Social Disadvantage, Access to Care, and Disparities in Physical Functioning Among Children Hospitalized with Respiratory Illness
BACKGROUND AND OBJECTIVES: Understanding disparities in child health-related quality of life (HRQoL) may reveal opportunities for targeted improvement. This study examined associations between social disadvantage, access to care, and child physical functioning before and after hospitalization for acute respiratory illness.
METHODS: From July 1, 2014, to June 30, 2016, children ages 8-16 years and/or caregivers of children 2 weeks to 16 years admitted to five tertiary care children’s hospitals for three common respiratory illnesses completed a survey on admission and within 2 to 8 weeks after discharge. Survey items assessed social disadvantage (minority race/ethnicity, limited English proficiency, low education, and low income), difficulty/delays accessing care, and baseline and follow-up HRQoL physical functioning using the Pediatric Quality of Life Inventory (PedsQL, range 0-100). We examined associations between these three variables at baseline and follow-up using multivariable, mixed-effects linear regression models with multiple imputation sensitivity analyses for missing data.
RESULTS: A total of 1,325 patients and/or their caregivers completed both PedsQL assessments. Adjusted mean baseline PedsQL scores were significantly lower for patients with social disadvantage markers, compared with those of patients with none (78.7 for >3 markers versus 85.5 for no markers, difference −6.1 points (95% CI: −8.7, −3.5). The number of social disadvantage markers was not associated with mean follow-up PedsQL scores. Difficulty/delays accessing care were associated with lower PedsQL scores at both time points, but it was not a significant effect modifier between social disadvantage and PedsQL scores.
CONCLUSIONS: Having social disadvantage markers or difficulty/delays accessing care was associated with lower baseline physical functioning; however, differences were reduced after hospital discharge.
© 2020 Society of Hospital Medicine
One possibility is that caregivers and/or patients with more social disadvantage markers are more influenced by context when assessing physical functioning. This could lead to an underestimation of functioning when asked to recall baseline physical functioning at the time of acute illness and overestimation of functioning after recovery from an illness. This possibility is consistent with a form of response bias, extreme response tendencies, in which lower socioeconomic subgroups tend to choose the more extreme response options of a scale.28 In the absence of longitudinal assessments of HRQoL across the care continuum over time, disentangling whether these differences are due to response bias or representative of true changes in physical functioning remains challenging.
Given that disparities in physical functioning at baseline were consistent with prior evidence, another possibility is that hospitalization provided an opportunity to address gaps in access and quality that may have existed for patients with social disadvantage in the community setting. The 24/7 nature of hospital care, usually from a multidisciplinary team of providers, lends itself to opportunities to receive intensive education related to the current illness or to address other health concerns that parents or providers identify during a hospital stay. For example, consistent and repetitive asthma education may be more beneficial to patients and families with more social disadvantage markers. The fact that the association between social disadvantage markers and change in physical functioning scores were greater for patients with asthma supports this reasoning. Hospital care may also provide an opportunity to address other unmet medical needs or psychosocial needs by providing efficient access to subspecialists, social workers, or interpreters. Further research is needed to elucidate whether families received additional services in the hospital setting that were not available to them prior to hospitalization, such as consistent interpreter use, social work engagement, and subspecialty/community referrals. Further studies should also determine whether the provision of equitable medical and social support services is associated with improvements in HRQoL disparities. Additionally, studies should examine whether physical functioning improvements following hospitalization return to baseline levels after a longer period of time and, if so, how we might sustain these reductions in HRQoL disparities. Such studies may identify tangible targets and interventions to reduce disparities in HRQoL for these children.

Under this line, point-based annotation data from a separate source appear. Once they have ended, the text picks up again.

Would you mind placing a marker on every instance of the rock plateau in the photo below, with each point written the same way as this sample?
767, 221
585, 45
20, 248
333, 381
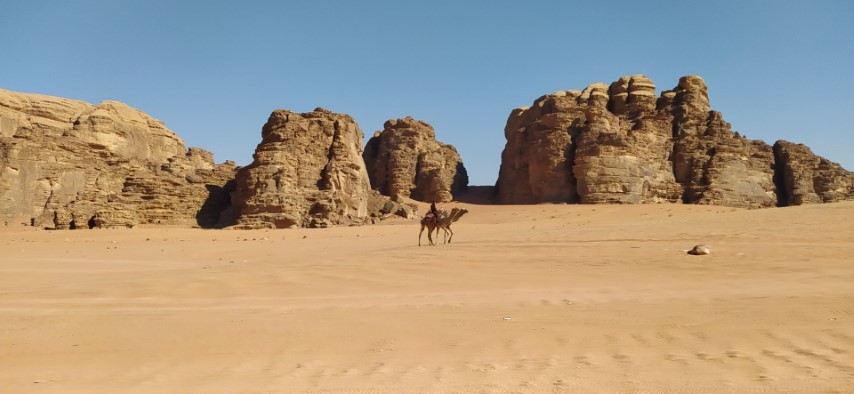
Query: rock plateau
620, 143
405, 160
70, 164
307, 172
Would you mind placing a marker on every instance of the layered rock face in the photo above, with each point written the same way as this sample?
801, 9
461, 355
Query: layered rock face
405, 160
622, 144
308, 172
70, 164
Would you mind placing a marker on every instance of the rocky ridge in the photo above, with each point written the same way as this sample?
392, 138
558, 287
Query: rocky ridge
307, 172
620, 143
70, 164
406, 160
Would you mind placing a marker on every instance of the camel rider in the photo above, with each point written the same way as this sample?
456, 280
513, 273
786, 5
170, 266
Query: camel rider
434, 213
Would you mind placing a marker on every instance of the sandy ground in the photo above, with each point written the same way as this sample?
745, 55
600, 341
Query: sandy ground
528, 299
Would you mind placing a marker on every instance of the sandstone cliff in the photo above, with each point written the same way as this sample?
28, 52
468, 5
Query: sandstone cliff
405, 160
70, 164
622, 144
308, 172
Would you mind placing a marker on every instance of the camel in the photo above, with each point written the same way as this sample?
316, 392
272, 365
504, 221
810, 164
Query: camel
443, 222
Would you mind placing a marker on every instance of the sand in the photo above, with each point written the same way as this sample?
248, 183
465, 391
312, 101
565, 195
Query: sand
528, 299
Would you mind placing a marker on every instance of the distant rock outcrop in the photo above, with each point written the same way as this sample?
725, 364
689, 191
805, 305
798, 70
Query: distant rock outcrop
308, 172
621, 144
405, 160
70, 164
807, 178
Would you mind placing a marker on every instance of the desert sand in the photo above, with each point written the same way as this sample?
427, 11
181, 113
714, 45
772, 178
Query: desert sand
527, 299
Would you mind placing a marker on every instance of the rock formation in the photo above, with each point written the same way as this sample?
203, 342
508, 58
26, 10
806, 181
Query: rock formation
70, 164
308, 172
405, 160
621, 144
807, 178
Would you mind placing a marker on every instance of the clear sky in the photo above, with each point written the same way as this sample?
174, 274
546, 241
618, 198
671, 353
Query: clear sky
214, 70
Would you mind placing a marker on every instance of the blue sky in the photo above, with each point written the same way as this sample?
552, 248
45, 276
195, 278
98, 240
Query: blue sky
214, 70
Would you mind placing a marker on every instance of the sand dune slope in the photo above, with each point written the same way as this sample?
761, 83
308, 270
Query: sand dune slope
527, 299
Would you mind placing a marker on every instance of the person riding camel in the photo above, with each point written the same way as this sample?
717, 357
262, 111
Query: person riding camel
433, 215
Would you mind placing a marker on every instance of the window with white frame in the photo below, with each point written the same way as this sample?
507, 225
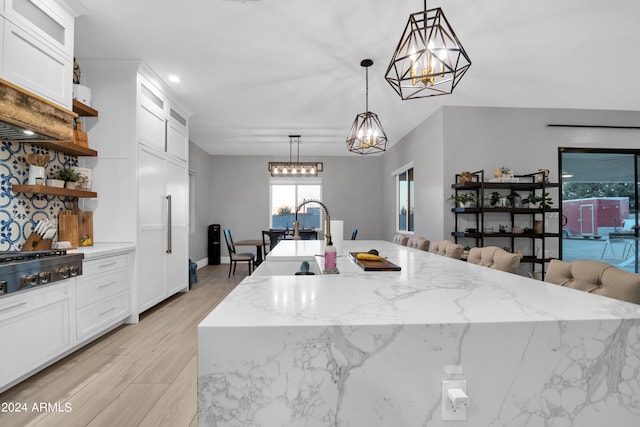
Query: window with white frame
286, 194
405, 204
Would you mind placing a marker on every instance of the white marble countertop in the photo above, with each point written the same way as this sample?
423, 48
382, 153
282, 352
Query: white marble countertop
99, 250
430, 289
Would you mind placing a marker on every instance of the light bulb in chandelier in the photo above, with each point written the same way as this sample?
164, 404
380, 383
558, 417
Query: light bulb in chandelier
429, 59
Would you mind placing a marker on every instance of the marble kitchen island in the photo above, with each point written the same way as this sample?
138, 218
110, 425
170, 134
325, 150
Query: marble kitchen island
372, 348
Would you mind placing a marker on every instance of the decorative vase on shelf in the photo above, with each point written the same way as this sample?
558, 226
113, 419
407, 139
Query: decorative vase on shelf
466, 177
55, 183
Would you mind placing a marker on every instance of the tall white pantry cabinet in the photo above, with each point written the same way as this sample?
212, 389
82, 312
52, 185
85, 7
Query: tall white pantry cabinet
142, 174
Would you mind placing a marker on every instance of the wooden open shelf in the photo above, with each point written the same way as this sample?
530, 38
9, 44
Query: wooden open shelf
83, 110
66, 147
52, 191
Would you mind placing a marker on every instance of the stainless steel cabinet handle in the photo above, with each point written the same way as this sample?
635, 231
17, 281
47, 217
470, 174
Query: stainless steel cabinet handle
169, 224
9, 307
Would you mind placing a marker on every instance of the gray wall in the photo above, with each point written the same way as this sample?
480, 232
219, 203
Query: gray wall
457, 139
239, 194
424, 147
200, 169
361, 190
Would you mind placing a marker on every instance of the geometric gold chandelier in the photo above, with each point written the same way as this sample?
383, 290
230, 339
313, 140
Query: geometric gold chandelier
367, 135
297, 168
429, 59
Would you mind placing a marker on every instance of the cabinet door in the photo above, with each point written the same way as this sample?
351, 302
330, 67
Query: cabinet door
152, 232
177, 135
29, 63
177, 260
47, 21
151, 117
34, 328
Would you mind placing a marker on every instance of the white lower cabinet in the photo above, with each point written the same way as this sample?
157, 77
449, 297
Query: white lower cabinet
35, 327
103, 295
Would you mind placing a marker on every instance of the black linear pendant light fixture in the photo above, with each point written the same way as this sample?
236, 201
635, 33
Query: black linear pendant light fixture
295, 168
367, 135
429, 59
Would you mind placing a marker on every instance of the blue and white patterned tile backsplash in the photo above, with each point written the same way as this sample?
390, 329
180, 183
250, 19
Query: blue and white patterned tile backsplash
20, 212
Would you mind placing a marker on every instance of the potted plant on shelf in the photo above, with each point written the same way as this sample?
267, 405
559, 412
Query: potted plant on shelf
514, 199
463, 200
495, 199
69, 176
544, 200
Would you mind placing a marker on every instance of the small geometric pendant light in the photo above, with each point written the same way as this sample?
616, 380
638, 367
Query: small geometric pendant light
429, 59
367, 135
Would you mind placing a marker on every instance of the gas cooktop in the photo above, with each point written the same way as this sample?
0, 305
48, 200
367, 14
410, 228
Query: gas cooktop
28, 269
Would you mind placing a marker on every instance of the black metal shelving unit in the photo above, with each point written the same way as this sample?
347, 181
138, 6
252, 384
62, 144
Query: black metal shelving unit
532, 183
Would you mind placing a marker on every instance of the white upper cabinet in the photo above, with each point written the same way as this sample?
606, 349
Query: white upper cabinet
177, 134
161, 123
151, 116
37, 48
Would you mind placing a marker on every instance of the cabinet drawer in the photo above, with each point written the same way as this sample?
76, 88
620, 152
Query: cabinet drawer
95, 288
103, 265
100, 316
26, 301
34, 328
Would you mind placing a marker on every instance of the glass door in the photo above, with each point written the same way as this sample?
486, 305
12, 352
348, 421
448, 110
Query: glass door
599, 206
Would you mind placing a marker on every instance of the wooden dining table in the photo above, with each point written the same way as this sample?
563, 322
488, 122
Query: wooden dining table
257, 243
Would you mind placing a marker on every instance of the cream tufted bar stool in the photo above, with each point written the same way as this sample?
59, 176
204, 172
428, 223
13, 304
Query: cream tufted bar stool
400, 239
496, 258
595, 277
418, 243
447, 248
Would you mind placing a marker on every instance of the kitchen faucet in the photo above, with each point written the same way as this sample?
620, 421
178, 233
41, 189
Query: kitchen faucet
296, 233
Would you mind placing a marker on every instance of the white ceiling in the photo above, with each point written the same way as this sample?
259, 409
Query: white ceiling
255, 71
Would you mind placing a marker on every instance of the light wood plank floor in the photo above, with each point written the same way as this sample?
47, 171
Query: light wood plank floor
137, 375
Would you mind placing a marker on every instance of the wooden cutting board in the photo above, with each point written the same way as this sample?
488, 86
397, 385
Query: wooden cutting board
75, 226
68, 228
371, 265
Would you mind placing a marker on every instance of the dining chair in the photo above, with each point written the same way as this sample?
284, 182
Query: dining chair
308, 234
400, 239
270, 239
234, 257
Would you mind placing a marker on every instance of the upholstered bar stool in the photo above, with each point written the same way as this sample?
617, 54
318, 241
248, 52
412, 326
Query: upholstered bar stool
595, 277
418, 243
447, 248
496, 258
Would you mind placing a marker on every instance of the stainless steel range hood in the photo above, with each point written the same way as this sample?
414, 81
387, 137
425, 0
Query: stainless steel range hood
27, 117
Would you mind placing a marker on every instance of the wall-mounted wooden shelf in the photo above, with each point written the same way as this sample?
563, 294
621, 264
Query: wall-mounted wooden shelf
66, 147
83, 110
52, 191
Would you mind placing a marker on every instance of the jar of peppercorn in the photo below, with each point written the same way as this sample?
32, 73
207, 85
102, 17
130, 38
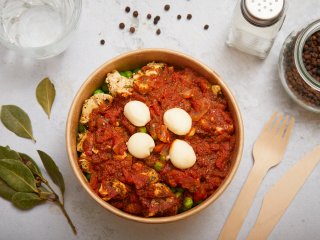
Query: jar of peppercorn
299, 66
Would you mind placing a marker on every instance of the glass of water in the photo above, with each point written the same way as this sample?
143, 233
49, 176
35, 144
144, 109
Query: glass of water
38, 28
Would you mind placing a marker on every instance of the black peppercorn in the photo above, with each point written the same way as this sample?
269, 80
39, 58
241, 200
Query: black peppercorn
121, 25
156, 20
132, 29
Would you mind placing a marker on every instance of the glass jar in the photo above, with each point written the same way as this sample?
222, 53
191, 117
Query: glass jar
38, 28
255, 25
301, 84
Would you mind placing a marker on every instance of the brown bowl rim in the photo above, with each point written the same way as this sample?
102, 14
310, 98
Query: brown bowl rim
200, 207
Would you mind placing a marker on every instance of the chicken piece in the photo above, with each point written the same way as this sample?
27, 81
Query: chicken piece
141, 176
84, 163
152, 69
152, 175
112, 189
119, 84
161, 206
92, 103
161, 190
81, 138
216, 89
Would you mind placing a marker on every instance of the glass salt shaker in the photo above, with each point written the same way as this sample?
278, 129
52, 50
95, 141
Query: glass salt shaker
255, 25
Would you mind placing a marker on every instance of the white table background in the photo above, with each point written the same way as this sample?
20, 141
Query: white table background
255, 84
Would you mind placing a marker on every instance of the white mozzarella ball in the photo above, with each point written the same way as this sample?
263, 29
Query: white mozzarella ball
140, 145
178, 121
181, 154
137, 113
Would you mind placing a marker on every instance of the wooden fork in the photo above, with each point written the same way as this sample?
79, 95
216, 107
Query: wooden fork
268, 151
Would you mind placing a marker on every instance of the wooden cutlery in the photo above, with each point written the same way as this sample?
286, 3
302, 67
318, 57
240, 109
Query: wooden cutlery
268, 151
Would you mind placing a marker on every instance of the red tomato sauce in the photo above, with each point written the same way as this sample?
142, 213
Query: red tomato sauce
136, 186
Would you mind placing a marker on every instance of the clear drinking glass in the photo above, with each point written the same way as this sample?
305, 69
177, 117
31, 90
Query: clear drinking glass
38, 28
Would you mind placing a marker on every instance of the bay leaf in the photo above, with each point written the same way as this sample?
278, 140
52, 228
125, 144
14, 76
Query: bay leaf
17, 121
17, 175
52, 170
45, 94
7, 153
45, 193
5, 191
31, 164
25, 201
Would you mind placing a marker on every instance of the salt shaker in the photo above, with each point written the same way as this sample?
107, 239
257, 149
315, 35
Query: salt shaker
255, 25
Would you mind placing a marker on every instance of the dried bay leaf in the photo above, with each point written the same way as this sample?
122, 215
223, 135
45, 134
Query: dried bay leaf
17, 175
7, 153
17, 121
25, 201
31, 164
5, 191
52, 170
45, 94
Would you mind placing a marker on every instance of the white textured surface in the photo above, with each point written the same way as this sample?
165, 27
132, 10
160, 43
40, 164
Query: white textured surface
254, 83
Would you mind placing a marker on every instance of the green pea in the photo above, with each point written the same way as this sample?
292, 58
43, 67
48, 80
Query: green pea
97, 91
178, 194
136, 70
180, 190
142, 129
88, 176
187, 203
127, 74
82, 128
105, 88
163, 157
174, 190
158, 166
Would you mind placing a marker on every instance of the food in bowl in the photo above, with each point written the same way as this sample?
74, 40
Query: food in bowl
147, 164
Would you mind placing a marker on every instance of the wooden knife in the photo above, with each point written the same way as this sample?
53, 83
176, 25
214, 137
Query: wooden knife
281, 194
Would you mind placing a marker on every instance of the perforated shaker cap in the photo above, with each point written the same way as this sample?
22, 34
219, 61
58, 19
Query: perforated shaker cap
262, 12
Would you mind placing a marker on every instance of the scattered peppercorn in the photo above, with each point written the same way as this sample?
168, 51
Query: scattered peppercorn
132, 29
122, 26
156, 20
295, 82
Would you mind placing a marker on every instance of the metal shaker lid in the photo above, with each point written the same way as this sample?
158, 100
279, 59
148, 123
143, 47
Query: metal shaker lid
262, 13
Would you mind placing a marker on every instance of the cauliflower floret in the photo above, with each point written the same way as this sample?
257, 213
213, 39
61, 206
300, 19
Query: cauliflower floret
92, 103
119, 84
155, 65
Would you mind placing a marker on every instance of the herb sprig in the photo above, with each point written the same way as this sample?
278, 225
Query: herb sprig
22, 182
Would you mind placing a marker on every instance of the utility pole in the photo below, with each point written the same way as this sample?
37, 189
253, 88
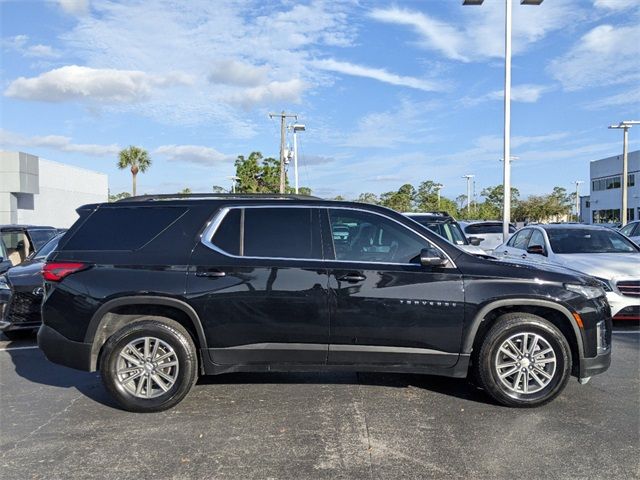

This study highlights the importance of assessing for difficulty/delays accessing care in addition to social disadvantage markers, as this was also a significant predictor of lower child physical functioning. Differences in PedsQL scores between those who reported any versus no difficulty/delays accessing care were more pronounced at baseline compared with follow-up. A possible reason for these findings is that receiving hospital care may have addressed some access to care issues that were present in the outpatient setting, which resulted in improved perceptions of physical functioning. For example, hospital care may mitigate access to care barriers such as limited after-hours clinic appointments, language barriers, and lack of insurance, thus providing some patients with an alternative pathway to address their health concerns. Alternatively, hospital staff may assist families in scheduling follow-up appointments with the patient’s primary medical home after discharge, which potentially reduced some access to care barriers. The question is whether these disparities will widen once again after a longer follow-up period if families continue facing barriers to accessing needed care in the outpatient setting.